Table 8.2: Variations of affective valence in the prime – target pairs

prime target

pleasant pleasant

pleasant unpleasant

neutral pleasant

neutral unpleasant

unpleasant pleasant

unpleasant unpleasant

Primes and targets were presented on a laptop (15“ screen diameter, font “Times new roman”, 54pt, black on white screen) using Presentation. Stimulus onset asynchrony (SOA) was set at 400 ms. The inter-stimulus interval (ISI) was randomized between 2 to 3.5 s. The target was shown until the answer occurred or for a maximum of 3 seconds. Within the a priori affective category, primes, and targets were presented in random order. The full set of stimuli is depicted in Table 12.4 in the appendix.

Statistical analysis

Data inclusion criteria were defined as follows: performance of 80 prime target pairs (= 2/3 of the whole experiment), individual word understanding, and sufficient stimulus attention (reaction times < two standard deviations from the group mean). The remaining data were averaged per participant and condition. Thus, the dependent variable consists of averaged reaction times in ms for each condition.

Kolmogorov-Smirnov tests indicated normal distribution in all design cells. A 2 (group; control, PTSD) x 3 (prime valence; pleasant, unpleasant, neutral) x 2 (target valence; pleasant, unpleasant) analysis of variance was run in SPSS with group as between- and prime and target valence as within-subjects factor. In case of no sphericity (Mauchly), Greenhouse-Geisser corrected degrees of freedom will be reported. Post hoc tests were performed as Fisher LSD and pair wise t-tests in Statistica.

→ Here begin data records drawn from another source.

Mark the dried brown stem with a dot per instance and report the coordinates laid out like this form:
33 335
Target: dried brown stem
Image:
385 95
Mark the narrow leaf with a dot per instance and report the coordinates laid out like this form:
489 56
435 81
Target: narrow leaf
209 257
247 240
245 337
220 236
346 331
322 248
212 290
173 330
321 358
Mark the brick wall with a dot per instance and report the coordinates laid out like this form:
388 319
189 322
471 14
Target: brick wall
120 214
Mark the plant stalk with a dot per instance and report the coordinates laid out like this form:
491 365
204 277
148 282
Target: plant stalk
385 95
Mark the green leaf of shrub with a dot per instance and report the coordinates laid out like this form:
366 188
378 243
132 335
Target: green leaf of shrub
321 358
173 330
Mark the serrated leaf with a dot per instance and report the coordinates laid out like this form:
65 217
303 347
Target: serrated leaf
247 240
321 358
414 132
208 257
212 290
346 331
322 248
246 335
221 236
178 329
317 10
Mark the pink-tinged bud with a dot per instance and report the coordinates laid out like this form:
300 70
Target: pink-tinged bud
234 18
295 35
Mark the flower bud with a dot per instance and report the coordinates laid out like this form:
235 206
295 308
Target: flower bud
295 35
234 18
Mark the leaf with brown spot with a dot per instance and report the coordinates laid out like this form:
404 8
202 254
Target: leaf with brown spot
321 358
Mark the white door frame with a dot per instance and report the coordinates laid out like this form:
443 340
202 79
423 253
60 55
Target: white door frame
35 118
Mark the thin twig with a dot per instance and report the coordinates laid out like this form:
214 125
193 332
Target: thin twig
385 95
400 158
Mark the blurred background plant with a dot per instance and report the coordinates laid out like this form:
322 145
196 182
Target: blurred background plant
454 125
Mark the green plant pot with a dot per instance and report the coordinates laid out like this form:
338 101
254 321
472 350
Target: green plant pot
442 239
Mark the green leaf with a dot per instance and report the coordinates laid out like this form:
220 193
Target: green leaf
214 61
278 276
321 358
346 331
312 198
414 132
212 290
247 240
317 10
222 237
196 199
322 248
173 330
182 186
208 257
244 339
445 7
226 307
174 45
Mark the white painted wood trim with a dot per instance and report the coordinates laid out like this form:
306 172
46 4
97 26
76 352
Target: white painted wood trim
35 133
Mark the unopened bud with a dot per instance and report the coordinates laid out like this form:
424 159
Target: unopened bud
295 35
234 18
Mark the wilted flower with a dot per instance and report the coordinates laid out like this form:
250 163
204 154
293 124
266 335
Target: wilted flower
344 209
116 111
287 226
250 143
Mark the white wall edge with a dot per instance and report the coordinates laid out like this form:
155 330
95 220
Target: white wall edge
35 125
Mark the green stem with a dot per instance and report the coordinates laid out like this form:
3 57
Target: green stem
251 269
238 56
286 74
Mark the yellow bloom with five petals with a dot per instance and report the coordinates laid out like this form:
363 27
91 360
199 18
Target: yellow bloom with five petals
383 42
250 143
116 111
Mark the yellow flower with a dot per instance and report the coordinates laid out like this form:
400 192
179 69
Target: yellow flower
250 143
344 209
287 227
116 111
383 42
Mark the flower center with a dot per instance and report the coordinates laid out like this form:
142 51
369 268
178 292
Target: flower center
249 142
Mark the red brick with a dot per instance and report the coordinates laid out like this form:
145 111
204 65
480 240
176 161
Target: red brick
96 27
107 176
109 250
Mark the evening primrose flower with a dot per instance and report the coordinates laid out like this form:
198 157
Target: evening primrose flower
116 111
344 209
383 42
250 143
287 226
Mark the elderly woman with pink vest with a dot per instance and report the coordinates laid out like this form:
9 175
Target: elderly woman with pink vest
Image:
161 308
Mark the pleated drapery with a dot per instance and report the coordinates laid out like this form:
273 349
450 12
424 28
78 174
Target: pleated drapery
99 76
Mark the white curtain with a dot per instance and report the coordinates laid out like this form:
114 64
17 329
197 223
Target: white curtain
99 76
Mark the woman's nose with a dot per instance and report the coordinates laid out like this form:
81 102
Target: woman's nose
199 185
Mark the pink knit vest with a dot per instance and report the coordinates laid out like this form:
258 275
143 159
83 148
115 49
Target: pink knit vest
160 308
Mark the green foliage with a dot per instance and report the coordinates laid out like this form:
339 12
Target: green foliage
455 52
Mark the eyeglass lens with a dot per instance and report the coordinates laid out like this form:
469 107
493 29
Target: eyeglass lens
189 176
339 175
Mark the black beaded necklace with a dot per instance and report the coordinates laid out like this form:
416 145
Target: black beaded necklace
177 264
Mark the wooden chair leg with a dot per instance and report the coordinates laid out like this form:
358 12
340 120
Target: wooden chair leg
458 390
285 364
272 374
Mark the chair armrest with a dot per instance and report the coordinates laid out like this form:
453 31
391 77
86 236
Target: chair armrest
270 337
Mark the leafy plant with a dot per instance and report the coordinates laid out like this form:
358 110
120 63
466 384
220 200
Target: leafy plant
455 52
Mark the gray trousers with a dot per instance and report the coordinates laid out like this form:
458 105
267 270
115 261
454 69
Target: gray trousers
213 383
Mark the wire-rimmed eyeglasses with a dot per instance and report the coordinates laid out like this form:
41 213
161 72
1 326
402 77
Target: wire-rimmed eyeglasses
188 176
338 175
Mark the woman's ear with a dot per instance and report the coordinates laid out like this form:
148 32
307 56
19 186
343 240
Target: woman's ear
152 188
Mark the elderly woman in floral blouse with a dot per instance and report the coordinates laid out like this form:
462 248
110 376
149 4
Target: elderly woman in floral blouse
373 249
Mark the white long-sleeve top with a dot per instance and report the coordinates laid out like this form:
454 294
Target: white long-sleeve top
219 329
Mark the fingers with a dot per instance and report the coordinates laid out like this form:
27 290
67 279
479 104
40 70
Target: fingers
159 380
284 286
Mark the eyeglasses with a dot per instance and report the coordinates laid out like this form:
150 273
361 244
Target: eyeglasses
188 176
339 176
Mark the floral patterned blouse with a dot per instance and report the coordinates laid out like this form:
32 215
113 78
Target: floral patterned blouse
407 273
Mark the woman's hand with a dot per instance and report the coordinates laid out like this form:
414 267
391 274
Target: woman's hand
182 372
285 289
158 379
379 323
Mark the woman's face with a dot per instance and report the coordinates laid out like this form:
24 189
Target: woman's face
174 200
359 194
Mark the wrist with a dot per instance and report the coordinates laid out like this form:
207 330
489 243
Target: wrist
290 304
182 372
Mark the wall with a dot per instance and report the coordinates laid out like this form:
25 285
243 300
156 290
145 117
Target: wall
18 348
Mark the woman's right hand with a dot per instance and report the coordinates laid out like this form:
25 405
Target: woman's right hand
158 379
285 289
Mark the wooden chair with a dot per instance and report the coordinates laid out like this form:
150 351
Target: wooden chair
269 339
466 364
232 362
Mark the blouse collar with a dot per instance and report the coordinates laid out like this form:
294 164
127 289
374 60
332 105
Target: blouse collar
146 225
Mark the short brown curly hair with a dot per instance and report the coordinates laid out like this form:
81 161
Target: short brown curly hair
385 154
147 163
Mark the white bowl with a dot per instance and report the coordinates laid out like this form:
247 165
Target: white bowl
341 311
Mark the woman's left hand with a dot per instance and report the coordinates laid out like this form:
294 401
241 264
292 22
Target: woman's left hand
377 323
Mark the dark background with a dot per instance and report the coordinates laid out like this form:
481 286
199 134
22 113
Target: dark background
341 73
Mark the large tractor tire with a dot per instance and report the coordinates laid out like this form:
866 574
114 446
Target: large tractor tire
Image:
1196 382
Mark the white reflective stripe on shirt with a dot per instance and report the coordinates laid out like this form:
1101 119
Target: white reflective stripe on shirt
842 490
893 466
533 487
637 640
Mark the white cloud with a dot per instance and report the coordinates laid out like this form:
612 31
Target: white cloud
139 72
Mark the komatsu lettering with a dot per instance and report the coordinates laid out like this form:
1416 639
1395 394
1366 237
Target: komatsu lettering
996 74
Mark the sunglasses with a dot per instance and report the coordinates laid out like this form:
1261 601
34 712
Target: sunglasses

Task involvement was tested for each target: Chi2-tests formally tested for each target whether evaluations across all subjects differed from chance level (.50). The

evaluation was compared to the prestudy rating: Words evaluated as “good” should be rated as “pleasant” in the prestudy. The same was true for “bad” words and

“unpleasant” ratings. Task involvement should be indicated by evaluations above chance level that are consistent with the prestudy ratings.